Throughout this election cycle, we've been hearing about pharma's shift toward Democrats. Today, the New York Times takes a closer look at the numbers and the trends behind them. Just listen to this progression of figures: Pharma companies gave the Dems 49 percent of their $20 million in contributions for the 2008 election, compared with 31 percent in 2000 and 2006, 26 percent in 2002 and 34 percent in 2004. That's an increase of 15 percentage points or more.
The three drugmakers who've given the most are Pfizer, Amgen, and Johnson & Johnson. Pfizer employees and its PAC forked over 85 percent of their money to Republicans in 2000; most recently, they gave 67 percent to that party in 2006. But in 2008? Dems got 51 percent. J&J forked over at least 61 percent--and as much as 70 percent--to Republicans over the past four elections, but this time Democrats got 59 percent.

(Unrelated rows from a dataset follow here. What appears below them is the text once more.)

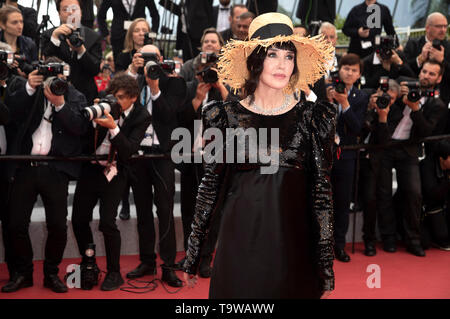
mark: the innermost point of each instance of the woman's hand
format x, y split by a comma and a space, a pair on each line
190, 280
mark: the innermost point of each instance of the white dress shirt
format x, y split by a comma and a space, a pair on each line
42, 137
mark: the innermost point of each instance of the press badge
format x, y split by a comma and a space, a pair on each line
110, 172
126, 24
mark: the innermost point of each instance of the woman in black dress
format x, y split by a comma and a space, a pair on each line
276, 236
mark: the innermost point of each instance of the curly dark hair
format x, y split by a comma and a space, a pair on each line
125, 82
255, 65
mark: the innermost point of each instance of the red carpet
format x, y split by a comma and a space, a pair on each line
402, 275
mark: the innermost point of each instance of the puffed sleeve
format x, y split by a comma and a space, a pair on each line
322, 129
213, 116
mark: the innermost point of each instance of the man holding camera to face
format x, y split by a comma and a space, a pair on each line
417, 116
351, 104
433, 45
76, 45
120, 124
48, 121
161, 93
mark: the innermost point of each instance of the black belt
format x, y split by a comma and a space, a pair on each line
151, 149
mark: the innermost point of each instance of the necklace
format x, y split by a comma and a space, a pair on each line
258, 109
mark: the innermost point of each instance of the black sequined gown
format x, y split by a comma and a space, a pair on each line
276, 236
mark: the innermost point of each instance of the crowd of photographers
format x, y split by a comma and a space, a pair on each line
74, 101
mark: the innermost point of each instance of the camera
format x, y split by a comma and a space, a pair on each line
6, 58
89, 271
74, 38
384, 99
156, 70
149, 38
209, 57
50, 72
385, 44
416, 93
208, 75
437, 44
338, 84
97, 110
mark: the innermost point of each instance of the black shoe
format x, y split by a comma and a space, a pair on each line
125, 212
390, 246
341, 255
18, 282
179, 265
141, 271
113, 281
205, 269
416, 250
170, 277
55, 284
370, 249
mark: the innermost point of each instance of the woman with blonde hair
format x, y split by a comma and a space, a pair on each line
134, 40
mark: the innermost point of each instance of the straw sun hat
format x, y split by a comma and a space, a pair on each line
313, 53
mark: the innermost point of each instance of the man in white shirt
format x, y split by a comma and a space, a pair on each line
51, 125
409, 121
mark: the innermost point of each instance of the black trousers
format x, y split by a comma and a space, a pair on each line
342, 181
155, 181
368, 174
191, 176
92, 187
408, 180
52, 185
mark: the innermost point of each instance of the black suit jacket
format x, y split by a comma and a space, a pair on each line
165, 107
413, 48
82, 71
68, 125
426, 122
127, 142
120, 15
357, 18
350, 123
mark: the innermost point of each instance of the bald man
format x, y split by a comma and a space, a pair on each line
419, 50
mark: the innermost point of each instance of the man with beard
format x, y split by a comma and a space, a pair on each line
408, 121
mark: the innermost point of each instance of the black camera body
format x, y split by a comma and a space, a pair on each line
384, 99
89, 271
74, 38
97, 110
5, 59
384, 44
416, 93
208, 75
50, 71
338, 84
208, 57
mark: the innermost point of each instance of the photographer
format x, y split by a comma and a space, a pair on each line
386, 60
118, 134
372, 133
433, 45
361, 35
76, 45
48, 122
134, 40
416, 117
12, 24
205, 87
30, 24
162, 94
352, 105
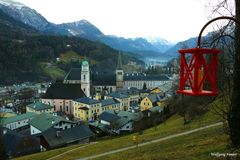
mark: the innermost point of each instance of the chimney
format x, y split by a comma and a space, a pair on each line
57, 134
4, 131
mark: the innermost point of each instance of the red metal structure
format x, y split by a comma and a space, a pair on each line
195, 72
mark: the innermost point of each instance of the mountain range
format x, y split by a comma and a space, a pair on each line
28, 54
81, 28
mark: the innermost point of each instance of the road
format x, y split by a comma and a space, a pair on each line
153, 141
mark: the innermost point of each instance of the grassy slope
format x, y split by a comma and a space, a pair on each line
171, 126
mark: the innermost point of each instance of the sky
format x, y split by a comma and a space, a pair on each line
173, 20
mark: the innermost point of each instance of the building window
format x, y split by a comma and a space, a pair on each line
67, 108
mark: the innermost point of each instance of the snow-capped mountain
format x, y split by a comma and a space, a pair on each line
160, 43
81, 28
24, 14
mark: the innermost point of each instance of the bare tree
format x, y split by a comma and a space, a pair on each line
227, 7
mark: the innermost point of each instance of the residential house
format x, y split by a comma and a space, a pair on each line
39, 107
116, 122
152, 111
110, 104
152, 100
60, 96
18, 122
16, 144
44, 121
122, 98
137, 80
53, 138
87, 109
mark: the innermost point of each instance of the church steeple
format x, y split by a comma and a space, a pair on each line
119, 74
119, 64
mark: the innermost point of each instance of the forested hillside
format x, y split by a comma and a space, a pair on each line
23, 51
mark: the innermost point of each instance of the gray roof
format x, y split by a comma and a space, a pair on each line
17, 118
66, 136
156, 109
154, 97
74, 74
118, 95
107, 102
87, 100
141, 77
45, 121
60, 90
38, 106
120, 118
108, 116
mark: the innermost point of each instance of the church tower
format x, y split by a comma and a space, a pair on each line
85, 78
119, 74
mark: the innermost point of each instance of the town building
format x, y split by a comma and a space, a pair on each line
44, 121
18, 122
54, 138
153, 100
39, 107
16, 144
116, 122
60, 96
87, 109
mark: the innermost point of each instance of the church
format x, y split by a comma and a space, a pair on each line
92, 84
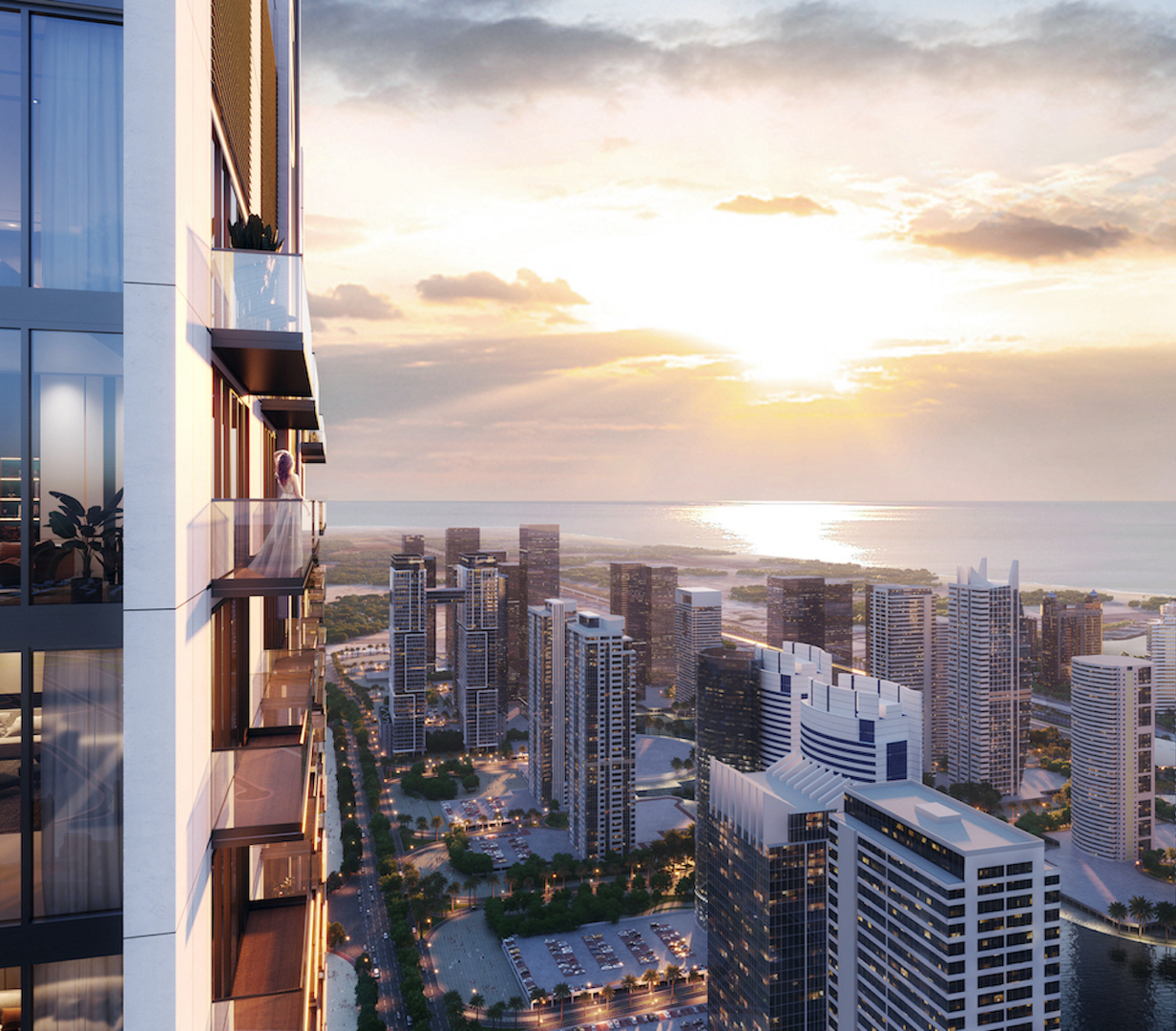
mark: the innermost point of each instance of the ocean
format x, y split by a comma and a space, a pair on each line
1125, 547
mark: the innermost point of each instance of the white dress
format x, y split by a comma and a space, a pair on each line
282, 554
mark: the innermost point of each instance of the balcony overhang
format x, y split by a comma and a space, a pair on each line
290, 412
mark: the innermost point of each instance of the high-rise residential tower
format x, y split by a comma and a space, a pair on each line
698, 624
808, 610
1113, 736
939, 915
479, 645
1162, 650
407, 654
988, 707
1065, 631
547, 726
900, 634
601, 736
161, 704
766, 929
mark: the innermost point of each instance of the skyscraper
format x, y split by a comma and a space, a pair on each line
479, 644
988, 709
900, 631
644, 596
1162, 649
547, 726
407, 654
601, 736
698, 624
538, 554
161, 688
1065, 631
808, 610
939, 915
766, 929
1111, 760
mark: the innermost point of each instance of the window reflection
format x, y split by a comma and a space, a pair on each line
77, 450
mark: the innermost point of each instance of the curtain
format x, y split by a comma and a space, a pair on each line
80, 995
77, 154
81, 783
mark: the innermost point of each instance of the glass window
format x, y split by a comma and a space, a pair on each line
77, 450
77, 782
80, 995
10, 787
10, 460
10, 154
76, 154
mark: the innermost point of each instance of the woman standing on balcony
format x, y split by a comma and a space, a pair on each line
282, 554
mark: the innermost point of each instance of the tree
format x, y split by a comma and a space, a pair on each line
561, 994
672, 975
1142, 909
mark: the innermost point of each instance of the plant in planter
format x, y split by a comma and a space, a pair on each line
94, 533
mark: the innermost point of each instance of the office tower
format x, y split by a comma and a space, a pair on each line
1162, 649
644, 596
601, 736
698, 624
1065, 631
155, 680
810, 611
866, 729
547, 726
1111, 735
407, 654
513, 599
538, 554
900, 631
939, 915
766, 929
988, 709
479, 643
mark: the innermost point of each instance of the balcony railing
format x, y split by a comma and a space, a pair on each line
262, 323
263, 547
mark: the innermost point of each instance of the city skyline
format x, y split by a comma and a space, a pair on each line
830, 238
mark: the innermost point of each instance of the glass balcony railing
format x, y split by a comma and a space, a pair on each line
263, 547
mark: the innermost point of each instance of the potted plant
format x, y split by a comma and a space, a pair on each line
92, 532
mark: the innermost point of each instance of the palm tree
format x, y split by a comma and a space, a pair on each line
1166, 913
672, 975
561, 994
515, 1003
1142, 909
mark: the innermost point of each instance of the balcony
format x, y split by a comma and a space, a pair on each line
266, 790
263, 547
262, 323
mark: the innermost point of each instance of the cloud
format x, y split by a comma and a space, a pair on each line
801, 206
353, 301
1018, 238
527, 290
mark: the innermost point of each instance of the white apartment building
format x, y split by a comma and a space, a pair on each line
698, 624
480, 661
1111, 762
939, 915
900, 643
601, 691
547, 726
987, 705
1162, 651
865, 729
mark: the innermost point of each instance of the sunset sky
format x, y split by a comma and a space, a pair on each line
911, 249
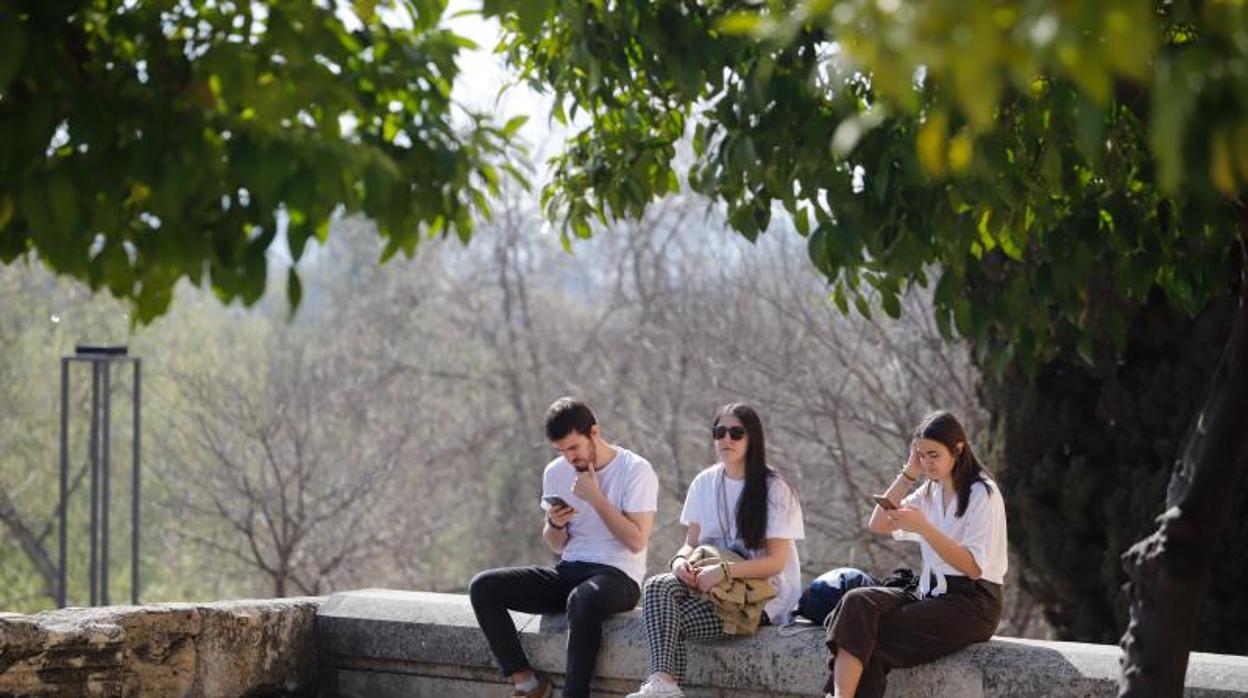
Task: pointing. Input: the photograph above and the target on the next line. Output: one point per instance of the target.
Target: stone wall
(176, 649)
(377, 643)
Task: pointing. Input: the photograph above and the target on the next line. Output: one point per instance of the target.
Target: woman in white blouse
(959, 520)
(739, 503)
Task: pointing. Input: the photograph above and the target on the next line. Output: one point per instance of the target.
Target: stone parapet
(380, 642)
(174, 649)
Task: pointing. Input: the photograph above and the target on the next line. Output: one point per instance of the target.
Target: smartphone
(885, 503)
(554, 501)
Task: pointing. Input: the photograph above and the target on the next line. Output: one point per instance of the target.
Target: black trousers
(886, 627)
(588, 592)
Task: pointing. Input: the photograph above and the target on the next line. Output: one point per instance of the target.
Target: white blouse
(981, 530)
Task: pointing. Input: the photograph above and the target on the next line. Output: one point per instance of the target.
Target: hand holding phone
(885, 503)
(554, 501)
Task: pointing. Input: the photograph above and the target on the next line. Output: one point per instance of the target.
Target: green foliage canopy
(144, 142)
(1053, 161)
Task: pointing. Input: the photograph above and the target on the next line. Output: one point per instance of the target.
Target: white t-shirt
(630, 486)
(981, 531)
(711, 505)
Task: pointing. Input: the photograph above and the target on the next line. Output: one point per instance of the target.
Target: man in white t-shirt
(599, 502)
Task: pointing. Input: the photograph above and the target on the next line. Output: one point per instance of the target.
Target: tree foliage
(146, 142)
(1048, 166)
(1047, 156)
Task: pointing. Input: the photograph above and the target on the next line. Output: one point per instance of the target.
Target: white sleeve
(643, 492)
(546, 488)
(784, 512)
(980, 522)
(693, 510)
(915, 500)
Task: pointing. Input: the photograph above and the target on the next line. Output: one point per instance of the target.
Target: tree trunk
(1168, 572)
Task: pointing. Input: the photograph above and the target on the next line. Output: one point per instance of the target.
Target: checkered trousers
(673, 613)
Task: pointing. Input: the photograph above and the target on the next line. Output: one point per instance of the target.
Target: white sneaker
(658, 688)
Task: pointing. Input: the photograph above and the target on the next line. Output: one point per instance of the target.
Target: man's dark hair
(568, 415)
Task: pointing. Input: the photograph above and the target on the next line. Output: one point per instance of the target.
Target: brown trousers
(887, 627)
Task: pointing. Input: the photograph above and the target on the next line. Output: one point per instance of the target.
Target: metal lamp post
(101, 358)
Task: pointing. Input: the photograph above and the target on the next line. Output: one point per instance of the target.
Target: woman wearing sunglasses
(739, 503)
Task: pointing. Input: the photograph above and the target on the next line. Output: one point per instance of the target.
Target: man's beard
(589, 461)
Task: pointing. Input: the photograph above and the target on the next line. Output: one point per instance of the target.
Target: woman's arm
(947, 548)
(901, 485)
(680, 561)
(951, 552)
(763, 567)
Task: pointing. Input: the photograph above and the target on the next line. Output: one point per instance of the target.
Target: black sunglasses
(738, 433)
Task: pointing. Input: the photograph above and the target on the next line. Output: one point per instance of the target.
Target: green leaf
(532, 14)
(513, 125)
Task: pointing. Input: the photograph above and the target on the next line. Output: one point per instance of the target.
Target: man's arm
(632, 528)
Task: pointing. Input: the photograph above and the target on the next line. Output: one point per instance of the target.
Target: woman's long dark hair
(751, 510)
(944, 427)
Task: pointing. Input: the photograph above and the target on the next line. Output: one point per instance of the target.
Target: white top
(981, 530)
(630, 486)
(711, 505)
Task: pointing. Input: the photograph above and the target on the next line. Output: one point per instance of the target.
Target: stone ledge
(381, 642)
(177, 649)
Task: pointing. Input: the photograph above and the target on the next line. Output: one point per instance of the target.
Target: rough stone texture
(176, 649)
(378, 642)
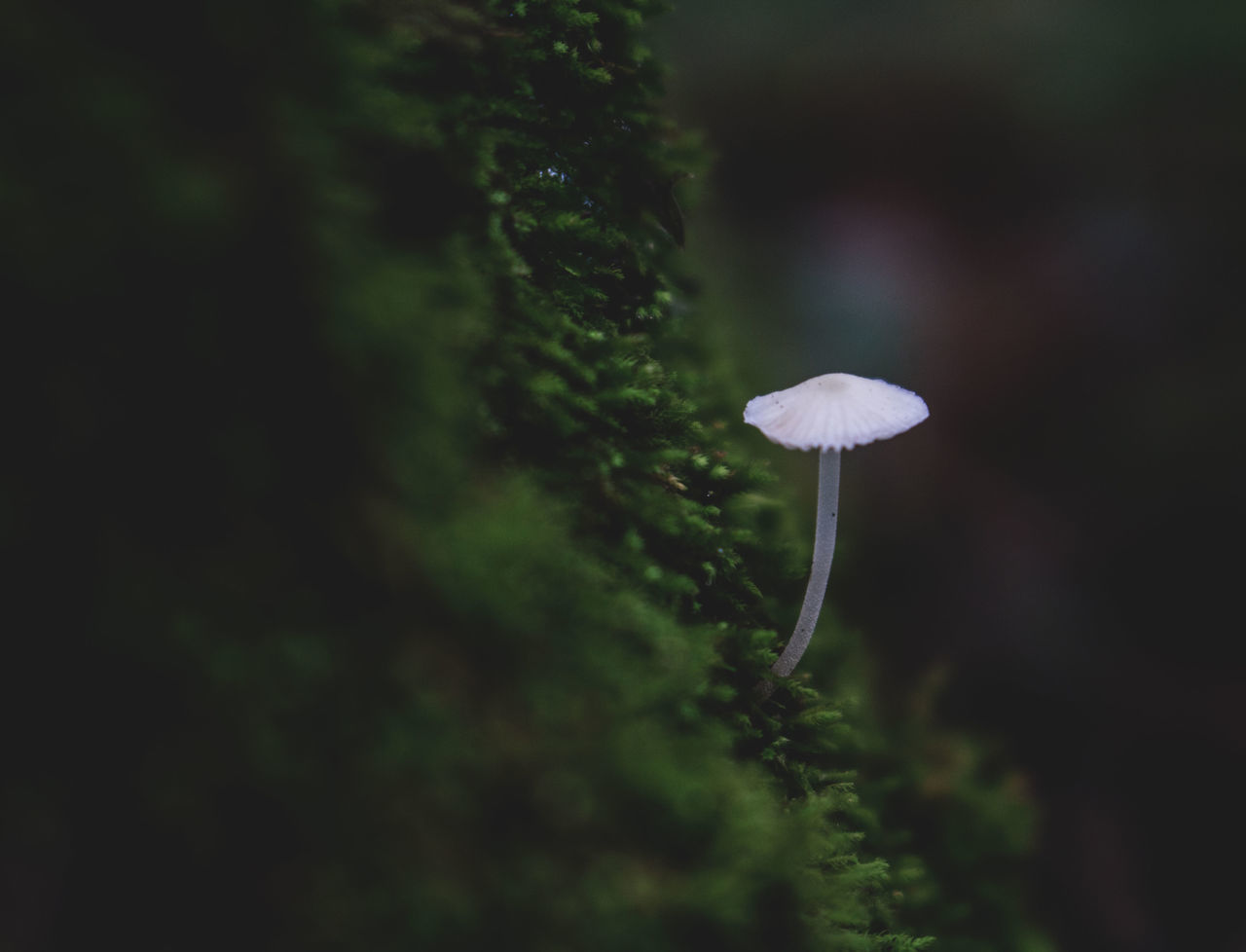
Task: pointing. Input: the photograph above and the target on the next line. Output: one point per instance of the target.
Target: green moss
(412, 601)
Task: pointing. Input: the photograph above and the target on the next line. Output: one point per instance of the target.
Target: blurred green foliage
(384, 586)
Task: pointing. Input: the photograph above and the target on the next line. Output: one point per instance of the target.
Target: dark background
(1031, 214)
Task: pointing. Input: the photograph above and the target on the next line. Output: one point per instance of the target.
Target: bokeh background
(1029, 213)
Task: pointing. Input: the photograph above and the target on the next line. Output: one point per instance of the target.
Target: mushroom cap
(835, 412)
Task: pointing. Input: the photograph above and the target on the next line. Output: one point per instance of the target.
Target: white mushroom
(828, 413)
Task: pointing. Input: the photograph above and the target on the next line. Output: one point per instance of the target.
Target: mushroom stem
(824, 548)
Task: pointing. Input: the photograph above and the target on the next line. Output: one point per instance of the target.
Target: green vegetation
(399, 582)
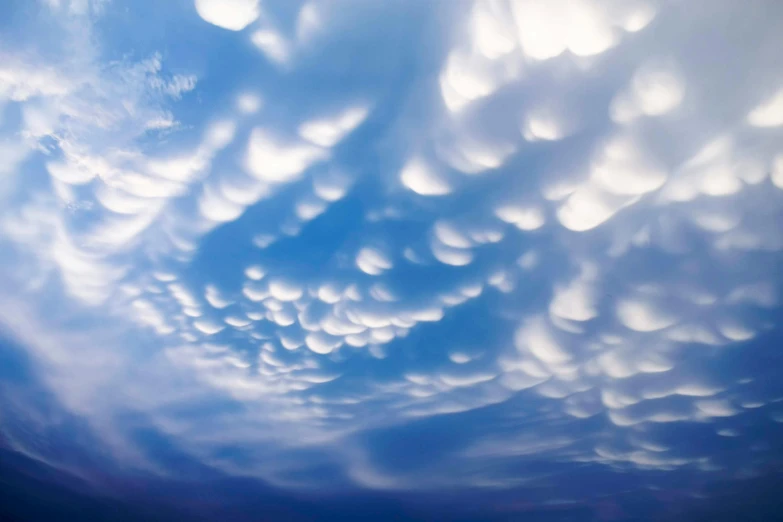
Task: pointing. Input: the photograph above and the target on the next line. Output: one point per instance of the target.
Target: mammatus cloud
(567, 225)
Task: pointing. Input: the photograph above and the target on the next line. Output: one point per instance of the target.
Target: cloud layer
(555, 221)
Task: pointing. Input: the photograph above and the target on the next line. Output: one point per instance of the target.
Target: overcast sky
(524, 250)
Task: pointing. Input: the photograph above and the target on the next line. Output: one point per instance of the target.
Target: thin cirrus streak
(548, 218)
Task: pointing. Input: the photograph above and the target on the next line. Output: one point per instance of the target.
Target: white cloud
(233, 15)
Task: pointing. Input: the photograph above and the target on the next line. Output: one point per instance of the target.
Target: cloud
(233, 15)
(556, 222)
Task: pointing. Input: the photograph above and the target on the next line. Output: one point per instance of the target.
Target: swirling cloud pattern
(539, 237)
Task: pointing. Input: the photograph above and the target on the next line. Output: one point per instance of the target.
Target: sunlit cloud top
(542, 236)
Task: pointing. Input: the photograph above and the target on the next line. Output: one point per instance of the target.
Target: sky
(403, 260)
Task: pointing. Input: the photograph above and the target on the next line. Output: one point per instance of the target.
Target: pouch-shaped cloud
(547, 28)
(329, 131)
(656, 89)
(271, 160)
(234, 15)
(643, 315)
(373, 261)
(768, 113)
(423, 179)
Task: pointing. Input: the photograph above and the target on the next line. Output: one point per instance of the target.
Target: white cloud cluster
(567, 228)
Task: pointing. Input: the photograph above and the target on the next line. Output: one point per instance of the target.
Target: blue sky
(523, 252)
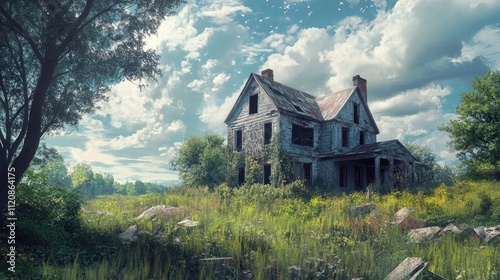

Most prominent of the trends is the simple fact that Democrats are likely to pick up more seats in Congress, so the folks in charge of writing legislation will be sitting on that side of the aisle. And no one ever accused drugmakers of not being pragmatic. "They want to be at the table," explained Rep. Pete Stark, a California Democrat who heads up the House Ways and Means Subcommittee on Health.
John McCain's much-quoted demonizing of pharma as the "big bad guys" hasn't helped the Republican cause, either.